Están llamando a nuestra puerta; y eso nos supone una contrariedad. No nos gusta; desestabiliza nuestro ‘bienestar’. Pero el caso es que nos están interpelando, y hemos de responder. Europa está en una posición en la que puede dar lo mejor de sí misma, o no. Podemos quedarnos en nuestra fortaleza narcisista, o sencillamente atenderles. Quizá incluso no sea más que mera justicia, pues puede que tengamos más responsabilidad de la que pensamos en las desgracias que asolan sus países. Y las decisiones que se adopten entiendo que han de ser tales que verdaderamente propicien un mejor estatus para todos. Se toman muchas decisiones cortoplacistas, agobiados por las presiones y los intereses creados; decisiones que a la larga se suelen volver contra nosotros, porque no responden a la verdad de las cosas. Podemos pensar que a base de alambre y espino, o mediante la mera expulsión, podemos resolver la situación. Pero aunque así se consiguiera que no entrara nadie a nuestra vieja Europa, ¿qué es lo que realmente habríamos conseguido como personas?

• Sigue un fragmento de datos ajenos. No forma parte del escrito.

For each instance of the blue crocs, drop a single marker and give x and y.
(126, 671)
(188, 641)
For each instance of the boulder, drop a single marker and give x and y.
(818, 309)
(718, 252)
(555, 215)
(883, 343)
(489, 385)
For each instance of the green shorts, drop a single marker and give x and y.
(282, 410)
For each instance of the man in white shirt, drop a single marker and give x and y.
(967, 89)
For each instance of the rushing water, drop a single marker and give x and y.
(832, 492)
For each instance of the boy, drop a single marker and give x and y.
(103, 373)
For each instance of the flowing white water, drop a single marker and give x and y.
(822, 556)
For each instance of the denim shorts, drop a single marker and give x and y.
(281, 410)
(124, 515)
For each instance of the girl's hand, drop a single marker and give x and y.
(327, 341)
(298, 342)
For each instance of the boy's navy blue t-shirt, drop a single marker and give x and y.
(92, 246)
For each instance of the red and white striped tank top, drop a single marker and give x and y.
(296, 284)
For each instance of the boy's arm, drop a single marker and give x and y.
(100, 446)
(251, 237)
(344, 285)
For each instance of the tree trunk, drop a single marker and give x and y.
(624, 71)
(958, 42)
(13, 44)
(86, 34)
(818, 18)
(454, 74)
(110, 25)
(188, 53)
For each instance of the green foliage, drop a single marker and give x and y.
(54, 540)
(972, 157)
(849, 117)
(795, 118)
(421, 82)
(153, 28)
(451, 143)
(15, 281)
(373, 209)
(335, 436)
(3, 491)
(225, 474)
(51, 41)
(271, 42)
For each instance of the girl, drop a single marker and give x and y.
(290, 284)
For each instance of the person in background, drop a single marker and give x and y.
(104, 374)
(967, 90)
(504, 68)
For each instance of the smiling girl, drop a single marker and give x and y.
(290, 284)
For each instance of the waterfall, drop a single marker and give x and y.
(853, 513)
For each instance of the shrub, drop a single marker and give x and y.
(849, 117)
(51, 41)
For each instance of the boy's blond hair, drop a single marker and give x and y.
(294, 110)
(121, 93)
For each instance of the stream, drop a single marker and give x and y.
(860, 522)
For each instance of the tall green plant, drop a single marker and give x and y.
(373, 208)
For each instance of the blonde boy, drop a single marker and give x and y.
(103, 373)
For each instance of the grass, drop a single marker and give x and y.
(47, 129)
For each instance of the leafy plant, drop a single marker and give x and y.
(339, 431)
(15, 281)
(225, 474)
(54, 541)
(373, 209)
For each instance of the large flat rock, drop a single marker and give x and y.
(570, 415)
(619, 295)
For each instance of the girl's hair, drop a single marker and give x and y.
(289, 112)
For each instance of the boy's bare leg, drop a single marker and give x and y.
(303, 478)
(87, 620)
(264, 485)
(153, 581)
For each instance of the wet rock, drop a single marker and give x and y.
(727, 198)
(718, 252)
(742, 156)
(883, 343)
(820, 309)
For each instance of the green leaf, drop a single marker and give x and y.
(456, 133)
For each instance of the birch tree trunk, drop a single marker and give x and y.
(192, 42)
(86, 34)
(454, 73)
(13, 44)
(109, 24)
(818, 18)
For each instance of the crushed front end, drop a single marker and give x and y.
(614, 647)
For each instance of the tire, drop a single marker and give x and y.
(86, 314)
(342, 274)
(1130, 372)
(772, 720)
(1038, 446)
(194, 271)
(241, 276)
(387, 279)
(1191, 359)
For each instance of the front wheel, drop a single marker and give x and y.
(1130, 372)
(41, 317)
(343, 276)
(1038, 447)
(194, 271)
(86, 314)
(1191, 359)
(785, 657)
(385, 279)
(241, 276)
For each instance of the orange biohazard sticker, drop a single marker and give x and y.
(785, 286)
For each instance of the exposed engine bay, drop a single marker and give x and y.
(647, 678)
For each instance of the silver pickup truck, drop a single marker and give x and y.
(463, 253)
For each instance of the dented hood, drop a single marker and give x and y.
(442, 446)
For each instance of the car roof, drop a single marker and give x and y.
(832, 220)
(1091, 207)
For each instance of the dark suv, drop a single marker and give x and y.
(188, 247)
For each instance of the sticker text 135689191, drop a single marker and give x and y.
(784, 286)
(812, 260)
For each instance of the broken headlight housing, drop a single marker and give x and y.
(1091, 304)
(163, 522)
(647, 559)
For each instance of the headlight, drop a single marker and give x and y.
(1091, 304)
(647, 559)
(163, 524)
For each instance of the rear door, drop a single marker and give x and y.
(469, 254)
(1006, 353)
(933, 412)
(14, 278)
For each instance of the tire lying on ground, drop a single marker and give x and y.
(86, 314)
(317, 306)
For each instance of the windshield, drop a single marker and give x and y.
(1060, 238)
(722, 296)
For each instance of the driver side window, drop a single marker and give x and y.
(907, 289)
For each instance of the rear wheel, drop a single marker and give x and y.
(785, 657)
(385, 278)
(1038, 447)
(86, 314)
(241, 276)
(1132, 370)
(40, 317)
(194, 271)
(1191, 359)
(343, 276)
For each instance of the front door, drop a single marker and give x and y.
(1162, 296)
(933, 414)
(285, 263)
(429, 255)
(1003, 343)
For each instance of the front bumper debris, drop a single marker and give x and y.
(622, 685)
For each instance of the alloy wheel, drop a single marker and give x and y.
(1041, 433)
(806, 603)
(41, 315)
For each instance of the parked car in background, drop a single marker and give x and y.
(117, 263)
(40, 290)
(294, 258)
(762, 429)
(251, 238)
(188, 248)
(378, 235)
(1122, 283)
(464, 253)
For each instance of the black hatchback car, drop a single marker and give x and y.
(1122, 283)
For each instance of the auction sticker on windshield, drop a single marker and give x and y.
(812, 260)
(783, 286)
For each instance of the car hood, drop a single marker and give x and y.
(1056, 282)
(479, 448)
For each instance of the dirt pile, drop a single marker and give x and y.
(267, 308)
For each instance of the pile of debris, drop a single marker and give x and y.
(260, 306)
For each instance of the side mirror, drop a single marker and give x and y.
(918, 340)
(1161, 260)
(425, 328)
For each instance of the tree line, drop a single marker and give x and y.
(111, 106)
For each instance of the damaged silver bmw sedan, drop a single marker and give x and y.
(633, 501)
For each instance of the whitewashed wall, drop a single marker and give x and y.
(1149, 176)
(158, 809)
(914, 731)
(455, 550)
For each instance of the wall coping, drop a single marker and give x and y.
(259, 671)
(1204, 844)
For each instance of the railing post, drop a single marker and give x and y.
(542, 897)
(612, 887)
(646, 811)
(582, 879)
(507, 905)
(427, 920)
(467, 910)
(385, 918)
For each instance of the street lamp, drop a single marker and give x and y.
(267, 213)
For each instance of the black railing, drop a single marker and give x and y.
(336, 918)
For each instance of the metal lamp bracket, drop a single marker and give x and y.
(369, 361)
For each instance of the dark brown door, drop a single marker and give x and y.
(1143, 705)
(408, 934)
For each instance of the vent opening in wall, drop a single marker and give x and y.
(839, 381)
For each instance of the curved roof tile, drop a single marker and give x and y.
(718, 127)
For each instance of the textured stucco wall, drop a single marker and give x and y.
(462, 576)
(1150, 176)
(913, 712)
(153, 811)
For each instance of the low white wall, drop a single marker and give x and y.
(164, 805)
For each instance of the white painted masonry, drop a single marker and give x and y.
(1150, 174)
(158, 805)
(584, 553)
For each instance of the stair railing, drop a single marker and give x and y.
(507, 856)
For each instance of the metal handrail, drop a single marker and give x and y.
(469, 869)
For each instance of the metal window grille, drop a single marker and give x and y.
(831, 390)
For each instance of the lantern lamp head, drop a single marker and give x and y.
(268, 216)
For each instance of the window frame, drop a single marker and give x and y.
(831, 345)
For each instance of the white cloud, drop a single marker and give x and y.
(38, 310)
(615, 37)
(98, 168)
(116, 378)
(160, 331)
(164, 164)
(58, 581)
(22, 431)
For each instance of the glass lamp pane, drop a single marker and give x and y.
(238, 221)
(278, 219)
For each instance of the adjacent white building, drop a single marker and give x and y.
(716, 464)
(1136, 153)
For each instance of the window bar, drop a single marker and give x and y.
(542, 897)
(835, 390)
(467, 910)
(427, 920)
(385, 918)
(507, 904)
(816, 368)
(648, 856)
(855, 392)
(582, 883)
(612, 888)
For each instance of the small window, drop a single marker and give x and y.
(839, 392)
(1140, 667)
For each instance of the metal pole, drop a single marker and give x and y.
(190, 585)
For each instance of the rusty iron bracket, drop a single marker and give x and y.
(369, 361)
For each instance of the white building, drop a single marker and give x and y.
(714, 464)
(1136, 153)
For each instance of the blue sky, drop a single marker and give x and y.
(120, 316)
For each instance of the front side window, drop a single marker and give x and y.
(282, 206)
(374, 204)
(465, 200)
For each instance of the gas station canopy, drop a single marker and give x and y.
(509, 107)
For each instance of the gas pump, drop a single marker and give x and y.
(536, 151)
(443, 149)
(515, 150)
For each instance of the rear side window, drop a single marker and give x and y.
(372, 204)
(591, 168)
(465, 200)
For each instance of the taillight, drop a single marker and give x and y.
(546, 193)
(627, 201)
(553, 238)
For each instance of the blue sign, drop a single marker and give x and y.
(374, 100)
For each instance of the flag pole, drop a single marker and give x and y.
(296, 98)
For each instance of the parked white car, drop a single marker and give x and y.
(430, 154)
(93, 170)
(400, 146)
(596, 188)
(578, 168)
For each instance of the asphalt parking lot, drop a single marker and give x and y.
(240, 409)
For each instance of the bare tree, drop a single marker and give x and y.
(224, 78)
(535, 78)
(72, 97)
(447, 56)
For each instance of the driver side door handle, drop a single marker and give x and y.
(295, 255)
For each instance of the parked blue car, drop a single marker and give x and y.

La vida nos enseña la importancia de intentar actuar de un modo digno y coherente con las cosas que están en juego. Si apuestas por la verdad de las cosas y por la dignidad de las personas, probablemente contribuyas a realizar un mundo mejor. Es difícil abstraerse de las circunstancias que como moscas revolotean a nuestro alrededor; pero… ¿no hay que intentarlo? La tentación de atender únicamente a nuestros intereses, a salvar nuestro pellejo, es grande; y el caso es que quizá lo que peor nos pueda pasar es conseguirlo, pues a pesar de alcanzar nuestro objetivo, ello no deja de perjudicarnos como seres humanos, de hacernos egoístas, desconsiderados, miopes,… y ello se volverá contra nosotros, incapacitándonos para vivir una vida auténticamente humana, permitiendo una vez más que nuestro ego venza a nuestro yo, y nos impida el encuentro con un tú.

Y bueno, en todo esto pensaba cuando escuché unas voces que me llamaban. Antes de irme quise hacer una foto del paisaje, pero mi modesto móvil no da para mucho: apenas para ver un punto luminoso en la oscuridad. Así que he buscado una foto más bonita para ilustrar este post, que da un aire a lo que veía aquella fantástica noche.